Another calculus problem

Answer 1

Let f(x) = \[\sqrt[3]{x}\].The equation of the tangent line to f(x) at x = 64 is y =
Using this, we find our approximation for \[\sqrt[3]{64.1}\] is

Answer 2

21.37

Answer 3

The equation of the tangent line at \(x=a\) is given by \(y = f^{\prime}(a)(x-a)+f(a)\). If \(f(x)=\sqrt[3]{x}\), then \(f^{\prime}(x)=\dfrac{1}{3x^{2/3}}\). What are \(f(64)\) and \(f^{\prime}(64)\)? If you can answer this, then you have the key pieces needed to write the equation of your tangent line. Also note that \(64=4^3\); it will make some of your calculations easier to do by hand. :-)
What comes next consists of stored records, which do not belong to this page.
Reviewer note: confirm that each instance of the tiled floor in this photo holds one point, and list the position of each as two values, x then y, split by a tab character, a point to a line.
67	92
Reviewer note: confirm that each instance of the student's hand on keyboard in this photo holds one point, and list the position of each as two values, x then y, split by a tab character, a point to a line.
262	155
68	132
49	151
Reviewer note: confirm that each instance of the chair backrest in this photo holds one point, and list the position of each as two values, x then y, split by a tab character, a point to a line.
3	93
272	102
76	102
Once you have the tangent line, evaluate it at \(x=64.1\).

Does this make sense?

Answer 4

Kinda @ChristopherToni

Answer 5

That's fine; what part would you like me to explain more? :-)

Answer 6

when i plug in cuberoot(3) for all the A's @ChristopherToni

Answer 7

Since you're finding the tangent line at x=64, we need to know \(f(64)\) and \(f^{\prime}(64)\).
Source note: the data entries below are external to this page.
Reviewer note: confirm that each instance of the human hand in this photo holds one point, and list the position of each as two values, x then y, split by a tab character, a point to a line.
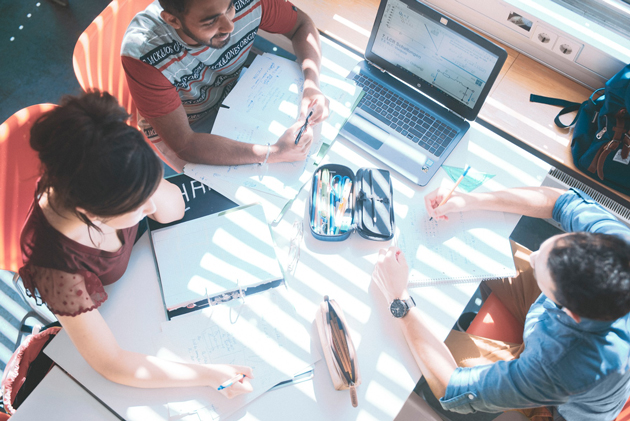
225	372
456	203
313	100
391	274
285	149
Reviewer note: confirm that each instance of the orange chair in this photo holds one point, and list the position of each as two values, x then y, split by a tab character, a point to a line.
494	321
96	57
19	171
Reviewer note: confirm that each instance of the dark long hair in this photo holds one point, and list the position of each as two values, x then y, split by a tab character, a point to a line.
92	159
591	273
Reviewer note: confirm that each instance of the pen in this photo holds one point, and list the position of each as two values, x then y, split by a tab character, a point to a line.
297	138
230	382
448	196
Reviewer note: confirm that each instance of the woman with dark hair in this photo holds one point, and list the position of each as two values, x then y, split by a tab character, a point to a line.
99	179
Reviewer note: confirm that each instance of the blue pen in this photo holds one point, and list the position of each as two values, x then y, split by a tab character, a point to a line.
297	138
448	196
230	382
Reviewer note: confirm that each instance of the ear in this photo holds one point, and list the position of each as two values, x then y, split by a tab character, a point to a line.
171	19
572	315
90	216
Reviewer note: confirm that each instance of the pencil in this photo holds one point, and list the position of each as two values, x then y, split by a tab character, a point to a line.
230	382
450	193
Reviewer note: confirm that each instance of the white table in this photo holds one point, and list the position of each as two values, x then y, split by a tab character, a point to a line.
342	271
59	397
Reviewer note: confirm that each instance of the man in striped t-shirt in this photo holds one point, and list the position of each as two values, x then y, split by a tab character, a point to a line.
182	58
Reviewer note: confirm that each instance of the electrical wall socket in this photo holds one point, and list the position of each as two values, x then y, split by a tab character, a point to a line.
567	48
544	36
Since \(f(x)=\sqrt[3]{x}\), we have that \(f(64) = \sqrt[3]{64} = \sqrt[3]{4^3} = 4\).

Since \(f^{\prime}(x)=\dfrac{1}{3x^{2/3}}\), we have that \(f^{\prime}(64) = \dfrac{1}{3(64)^{2/3}} = \dfrac{1}{3(4^3)^{2/3}} = \dfrac{1}{3(4^2)} = \dfrac{1}{48}\).

Therefore, the equation of the tangent line is

\(\begin{aligned}y &= f^{\prime}(64)(x-64)+f(64)\\ &= \dfrac{1}{48}(x-64) + 4\\ &= \frac{1}{48}x-\frac{64}{48} + 4 \\ &= \frac{1}{48}x-\frac{4}{3}+4\\ &= \frac{1}{48}x+\frac{8}{3} \end{aligned}\).

To approximate \(\sqrt[3]{64.1}\), plug this into the equation for the tangent line to get

\(y(64.1) = \dfrac{1}{48}(64.1)+\dfrac{8}{3} \approx 4.0021\) (rounded to 4 decimal places).

Does this make sense?

Answer 8

holy pellet thank you for the effort sir

Answer 9

Thank you so much @ChristopherToni

Answer 10

You're welcome! :-)